Single by Format B
- Released: 13 November 2015
- Genre: Tech house
- Length: 6:04 (original mix) 2:38 (radio edit)
- Label: Ministry of Sound
- Songwriters: Franciskus Sell Jakob Hildenbrand; Frederick Long; Eddie Holland;

= Chunky (Format B song) =

"Chunky" is the debut single from German duo Format B. It was released on 13 November 2015 as a digital download in the United Kingdom through Ministry of Sound Records. The song debuted at number 29 on the UK Singles Chart and at number 5 on the UK Dance Chart.
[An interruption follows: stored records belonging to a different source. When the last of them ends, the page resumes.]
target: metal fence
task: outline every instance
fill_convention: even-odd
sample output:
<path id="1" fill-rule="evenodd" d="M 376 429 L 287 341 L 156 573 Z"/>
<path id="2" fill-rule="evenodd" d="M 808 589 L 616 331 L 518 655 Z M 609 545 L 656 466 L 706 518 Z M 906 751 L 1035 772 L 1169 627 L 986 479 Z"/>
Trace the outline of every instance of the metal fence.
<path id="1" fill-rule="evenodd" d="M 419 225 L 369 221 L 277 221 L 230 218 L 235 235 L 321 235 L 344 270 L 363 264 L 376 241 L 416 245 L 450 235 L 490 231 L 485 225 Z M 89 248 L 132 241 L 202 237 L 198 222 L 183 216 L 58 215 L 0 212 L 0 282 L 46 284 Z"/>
It samples the Shorty Long song "Function at the Junction".

==Track listing==

Digital download
| No. | Title | Length |
|---|---|---|
| 1. | "Chunky (Original Mix)" | 6:04 |
| 2. | "Chunky (Radio Edit)" | 2:38 |

==Weekly charts==

| Chart (2015) | Peak position |
|---|---|
| Scottish Singles Sales (Official Charts) | 13 |
| UK Singles (Official Charts) | 29 |
| UK Dance (Official Charts) | 5 |
| UK Indie (Official Charts) | 4 |

==Certifications==

| Region | Certification | Certified units/sales |
| United Kingdom (BPI) | Silver | 200,000^{‡} |
^{‡} Sales+streaming figures based on certification alone.